Good Manufacturing Practices Division
GMP Division exists to ensure that personnel, premises and practices employed in the manufacturing of Health Products and Technologies comply with the defined codes of practice and other prescribed requirements through inspection of manufacturing facilities (both local and international)
As per CAP 244 of the Laws of Kenya, every person who is granted a manufacturing license is mandated to comply with good manufacturing practices. Additionally, marketing authorisation is granted upon confirming that the site of manufacture complies with Good Manufacturing Practices.

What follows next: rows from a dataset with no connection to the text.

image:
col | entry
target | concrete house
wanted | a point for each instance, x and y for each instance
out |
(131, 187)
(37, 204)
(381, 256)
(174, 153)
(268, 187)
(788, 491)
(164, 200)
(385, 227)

Services offered by the Division include
- Conducting inspections to manufacturing sites (both local and foreign) for purposes of marketing authorization
2. Regulatory oversight to local manufacturers by conducting Risk Based Inspection (RBI)
3. Advising and guiding clients interested in setting up HPT manufacturing sites in Kenya.
4. Certification of sites for GMP compliance or non compliance.
Commitment to Best Practices
The PPB is committed to aligning its GMP oversight framework with internationally recognized standards. WHO guidelines will serve as a primary reference in the development, updating, and implementation of this document, ensuring its relevance and effectiveness in promoting public health.
By working together, regulators, manufacturers, and other stakeholders can uphold the highest quality standards for HPTs in Kenya, fostering trust and ensuring the safety and efficacy of all health products in the market.